Karenanya, kata dia, buruh tegas menolak PP yang baru disahkan 10 November 2023 tersebut. Mengingat, selama ini buruh/pekerja tidak benar-benar pernah menikmati kenaikan upah. ”Yang ada hanya penyesuaian upah. Kenapa? Karena upah belum naik, masih dalam pembahasan, tapi harga-harga sudah naik duluan. BBM naik, kost/kontrakan naik, dan lain-lain,” keluhnya.

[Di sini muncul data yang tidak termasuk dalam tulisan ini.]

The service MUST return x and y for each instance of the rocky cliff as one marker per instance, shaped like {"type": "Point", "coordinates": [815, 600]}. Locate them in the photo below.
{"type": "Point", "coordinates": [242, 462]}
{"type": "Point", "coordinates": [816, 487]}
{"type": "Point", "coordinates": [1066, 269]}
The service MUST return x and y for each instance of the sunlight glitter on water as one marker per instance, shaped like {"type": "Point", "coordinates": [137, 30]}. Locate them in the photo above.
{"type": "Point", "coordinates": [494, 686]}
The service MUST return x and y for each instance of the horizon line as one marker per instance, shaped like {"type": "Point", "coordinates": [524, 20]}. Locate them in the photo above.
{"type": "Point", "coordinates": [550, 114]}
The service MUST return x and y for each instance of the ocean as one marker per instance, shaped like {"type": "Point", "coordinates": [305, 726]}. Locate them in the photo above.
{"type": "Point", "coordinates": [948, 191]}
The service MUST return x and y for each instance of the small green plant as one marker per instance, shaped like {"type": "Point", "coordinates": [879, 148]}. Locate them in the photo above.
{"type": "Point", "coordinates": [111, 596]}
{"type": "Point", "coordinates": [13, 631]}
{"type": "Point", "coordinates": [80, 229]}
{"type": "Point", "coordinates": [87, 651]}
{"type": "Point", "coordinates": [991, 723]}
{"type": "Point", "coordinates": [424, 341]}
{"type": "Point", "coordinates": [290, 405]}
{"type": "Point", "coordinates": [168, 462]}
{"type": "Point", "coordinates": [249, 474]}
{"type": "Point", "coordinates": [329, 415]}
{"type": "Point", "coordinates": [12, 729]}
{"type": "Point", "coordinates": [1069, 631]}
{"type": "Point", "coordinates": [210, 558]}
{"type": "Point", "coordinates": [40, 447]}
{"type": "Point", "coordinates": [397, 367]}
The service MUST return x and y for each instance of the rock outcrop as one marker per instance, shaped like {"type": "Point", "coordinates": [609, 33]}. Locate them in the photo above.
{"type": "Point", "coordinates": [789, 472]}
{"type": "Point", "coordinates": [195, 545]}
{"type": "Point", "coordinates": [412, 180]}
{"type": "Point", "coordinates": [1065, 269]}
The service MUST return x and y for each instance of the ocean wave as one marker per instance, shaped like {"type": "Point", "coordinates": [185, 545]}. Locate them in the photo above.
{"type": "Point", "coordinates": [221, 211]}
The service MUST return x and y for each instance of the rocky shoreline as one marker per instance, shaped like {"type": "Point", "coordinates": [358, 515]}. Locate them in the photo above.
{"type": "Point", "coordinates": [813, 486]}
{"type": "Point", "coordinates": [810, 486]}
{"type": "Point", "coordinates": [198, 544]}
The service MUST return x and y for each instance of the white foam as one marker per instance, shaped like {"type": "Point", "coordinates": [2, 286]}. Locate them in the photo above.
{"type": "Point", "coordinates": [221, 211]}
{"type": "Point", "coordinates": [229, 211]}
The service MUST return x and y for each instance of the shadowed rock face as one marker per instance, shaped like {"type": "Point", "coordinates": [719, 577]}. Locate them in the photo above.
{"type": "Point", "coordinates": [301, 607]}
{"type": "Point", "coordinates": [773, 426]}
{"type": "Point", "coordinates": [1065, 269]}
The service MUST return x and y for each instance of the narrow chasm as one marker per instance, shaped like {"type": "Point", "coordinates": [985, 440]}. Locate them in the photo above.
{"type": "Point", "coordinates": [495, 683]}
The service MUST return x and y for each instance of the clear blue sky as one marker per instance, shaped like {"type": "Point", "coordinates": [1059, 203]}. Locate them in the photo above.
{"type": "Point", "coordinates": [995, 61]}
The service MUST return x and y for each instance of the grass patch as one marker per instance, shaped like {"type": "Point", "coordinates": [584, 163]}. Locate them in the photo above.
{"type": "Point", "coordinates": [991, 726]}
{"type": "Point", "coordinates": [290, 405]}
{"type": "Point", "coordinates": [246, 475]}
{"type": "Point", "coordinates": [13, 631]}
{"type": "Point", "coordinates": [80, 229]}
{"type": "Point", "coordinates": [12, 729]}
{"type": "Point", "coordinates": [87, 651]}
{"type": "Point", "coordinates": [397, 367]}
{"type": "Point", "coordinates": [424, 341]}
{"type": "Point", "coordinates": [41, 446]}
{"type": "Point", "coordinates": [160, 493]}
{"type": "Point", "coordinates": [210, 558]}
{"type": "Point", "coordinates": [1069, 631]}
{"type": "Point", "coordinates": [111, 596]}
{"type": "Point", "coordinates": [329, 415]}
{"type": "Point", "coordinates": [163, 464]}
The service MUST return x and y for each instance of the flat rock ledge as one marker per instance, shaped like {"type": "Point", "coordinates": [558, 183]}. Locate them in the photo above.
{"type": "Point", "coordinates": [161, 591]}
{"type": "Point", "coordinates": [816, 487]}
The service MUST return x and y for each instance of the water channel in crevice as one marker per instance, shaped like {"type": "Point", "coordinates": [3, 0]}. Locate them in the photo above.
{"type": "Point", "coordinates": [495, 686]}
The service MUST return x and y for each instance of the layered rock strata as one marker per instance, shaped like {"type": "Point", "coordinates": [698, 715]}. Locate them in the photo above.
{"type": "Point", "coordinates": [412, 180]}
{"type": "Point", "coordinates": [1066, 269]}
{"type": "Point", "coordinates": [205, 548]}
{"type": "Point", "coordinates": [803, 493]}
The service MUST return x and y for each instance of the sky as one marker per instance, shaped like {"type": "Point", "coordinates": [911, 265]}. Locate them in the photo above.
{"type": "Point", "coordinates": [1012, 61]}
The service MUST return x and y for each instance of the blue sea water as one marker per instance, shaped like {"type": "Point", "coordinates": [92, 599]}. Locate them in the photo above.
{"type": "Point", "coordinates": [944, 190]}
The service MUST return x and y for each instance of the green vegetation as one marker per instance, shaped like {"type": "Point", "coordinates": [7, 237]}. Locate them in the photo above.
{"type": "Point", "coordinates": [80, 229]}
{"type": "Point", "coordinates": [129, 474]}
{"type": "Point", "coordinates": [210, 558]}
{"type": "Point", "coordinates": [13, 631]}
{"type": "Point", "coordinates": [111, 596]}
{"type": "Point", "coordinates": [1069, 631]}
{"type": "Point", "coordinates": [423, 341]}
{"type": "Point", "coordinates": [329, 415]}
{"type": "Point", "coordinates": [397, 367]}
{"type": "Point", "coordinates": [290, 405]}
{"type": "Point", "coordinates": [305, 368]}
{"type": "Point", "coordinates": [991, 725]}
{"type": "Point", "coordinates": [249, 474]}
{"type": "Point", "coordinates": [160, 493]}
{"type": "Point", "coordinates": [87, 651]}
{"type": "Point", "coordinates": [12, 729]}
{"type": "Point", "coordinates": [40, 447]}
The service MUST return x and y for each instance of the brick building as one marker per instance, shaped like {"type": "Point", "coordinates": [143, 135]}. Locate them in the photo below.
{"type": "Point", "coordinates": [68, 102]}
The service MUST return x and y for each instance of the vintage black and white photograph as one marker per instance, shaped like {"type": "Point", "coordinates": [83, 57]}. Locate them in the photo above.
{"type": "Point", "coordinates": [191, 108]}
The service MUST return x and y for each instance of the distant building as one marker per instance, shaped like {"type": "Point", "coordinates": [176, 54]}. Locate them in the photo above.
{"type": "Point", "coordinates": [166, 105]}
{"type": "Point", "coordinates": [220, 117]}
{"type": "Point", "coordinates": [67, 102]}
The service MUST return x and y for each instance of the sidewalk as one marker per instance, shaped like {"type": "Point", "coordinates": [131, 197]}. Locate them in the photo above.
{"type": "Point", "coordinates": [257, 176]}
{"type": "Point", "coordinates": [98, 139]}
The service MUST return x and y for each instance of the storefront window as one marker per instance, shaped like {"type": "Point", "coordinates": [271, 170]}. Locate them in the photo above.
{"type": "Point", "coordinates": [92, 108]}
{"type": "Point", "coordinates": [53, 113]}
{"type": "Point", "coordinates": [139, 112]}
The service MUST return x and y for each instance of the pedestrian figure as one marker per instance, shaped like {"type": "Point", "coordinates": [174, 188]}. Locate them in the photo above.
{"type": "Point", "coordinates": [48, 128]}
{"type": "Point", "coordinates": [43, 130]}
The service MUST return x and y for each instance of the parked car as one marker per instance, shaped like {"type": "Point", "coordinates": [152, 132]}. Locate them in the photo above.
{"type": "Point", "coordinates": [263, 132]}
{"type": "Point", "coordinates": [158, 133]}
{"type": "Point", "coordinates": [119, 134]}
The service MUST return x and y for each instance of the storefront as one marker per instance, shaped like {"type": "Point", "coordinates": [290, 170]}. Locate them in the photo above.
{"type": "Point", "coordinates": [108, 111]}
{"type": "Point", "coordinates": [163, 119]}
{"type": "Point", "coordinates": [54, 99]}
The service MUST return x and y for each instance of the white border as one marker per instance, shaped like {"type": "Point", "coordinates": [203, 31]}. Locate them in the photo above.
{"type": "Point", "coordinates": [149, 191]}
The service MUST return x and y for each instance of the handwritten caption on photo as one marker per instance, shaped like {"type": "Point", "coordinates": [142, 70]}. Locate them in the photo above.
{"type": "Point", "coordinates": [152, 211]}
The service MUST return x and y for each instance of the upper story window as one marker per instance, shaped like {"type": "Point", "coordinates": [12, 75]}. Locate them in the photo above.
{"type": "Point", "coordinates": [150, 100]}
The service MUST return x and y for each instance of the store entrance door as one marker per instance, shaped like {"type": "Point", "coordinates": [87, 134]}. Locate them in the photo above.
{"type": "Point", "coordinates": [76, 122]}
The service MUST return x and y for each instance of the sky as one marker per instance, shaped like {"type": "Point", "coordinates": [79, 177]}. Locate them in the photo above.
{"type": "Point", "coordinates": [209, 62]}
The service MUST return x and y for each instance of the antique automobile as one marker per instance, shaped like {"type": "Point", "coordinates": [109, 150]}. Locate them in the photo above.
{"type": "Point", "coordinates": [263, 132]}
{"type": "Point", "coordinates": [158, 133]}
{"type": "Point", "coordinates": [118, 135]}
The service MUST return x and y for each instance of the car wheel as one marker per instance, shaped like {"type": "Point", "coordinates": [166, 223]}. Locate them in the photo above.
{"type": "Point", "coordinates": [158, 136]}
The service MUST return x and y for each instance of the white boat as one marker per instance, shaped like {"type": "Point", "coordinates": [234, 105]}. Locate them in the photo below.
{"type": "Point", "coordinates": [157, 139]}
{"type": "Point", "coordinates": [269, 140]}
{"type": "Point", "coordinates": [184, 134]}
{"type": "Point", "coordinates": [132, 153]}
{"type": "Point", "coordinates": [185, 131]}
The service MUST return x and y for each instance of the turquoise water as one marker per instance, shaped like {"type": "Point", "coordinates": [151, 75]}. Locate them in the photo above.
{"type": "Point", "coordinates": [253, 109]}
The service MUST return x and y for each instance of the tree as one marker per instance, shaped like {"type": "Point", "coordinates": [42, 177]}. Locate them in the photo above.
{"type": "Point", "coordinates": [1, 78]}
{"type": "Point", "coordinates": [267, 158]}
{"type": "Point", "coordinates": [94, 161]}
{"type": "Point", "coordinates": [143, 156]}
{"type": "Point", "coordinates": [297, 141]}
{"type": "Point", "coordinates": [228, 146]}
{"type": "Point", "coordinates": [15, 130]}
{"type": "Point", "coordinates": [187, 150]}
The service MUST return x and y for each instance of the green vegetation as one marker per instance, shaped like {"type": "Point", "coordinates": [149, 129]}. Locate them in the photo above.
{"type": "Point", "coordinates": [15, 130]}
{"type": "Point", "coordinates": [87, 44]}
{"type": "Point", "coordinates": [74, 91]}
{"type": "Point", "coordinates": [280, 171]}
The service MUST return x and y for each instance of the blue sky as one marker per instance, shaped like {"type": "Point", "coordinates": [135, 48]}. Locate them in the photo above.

Hal ini yang memberatkan bagi buruh/pekerja. ”Jangankan menabung demi masa depan, upah yang diterima hanya cukup untuk bertahan hidup selama satu bulan bahkan belum tentu,” sambungnya. Tak heran, saat ini dalam beberapa kasus yang ada, ada sejumlah buruh yang sampai terjebak pada pinjaman online demi menutupi kekurangan kebutuhannya.
Terpisah, Direktur Jenderal Pembinaan Hubungan Industrial dan Jaminan Sosial Tenaga Kerja Kementerian Ketenagakerjaan (Kemenaker) Indah Anggoro Putri menyebut, dari 38 provinsi sudah 26 provinsi yang melaporkan besaran UMP-nya pada pihaknya di hari terakhir penetapan UMP, kemarin sore (21/11). Dia meyakini, seluruh provinsi akan melakukan penetapan sesuai dengan batas yang ditentukan.
Dari laporan tersebut, untuk penetapan UMP terendah ada pada angka 1,2 persen atau Rp 35.750 dan tertinggi 7,5 persen atau RP 223.280. ”Hingga pukul 16.53 WIB, alhamdulillah sudah lebih dari 40 persen. Ini kan masih ada sisa waktu ya sampai nanti malam,” ujarnya dalam temu media secara daring, kemarin.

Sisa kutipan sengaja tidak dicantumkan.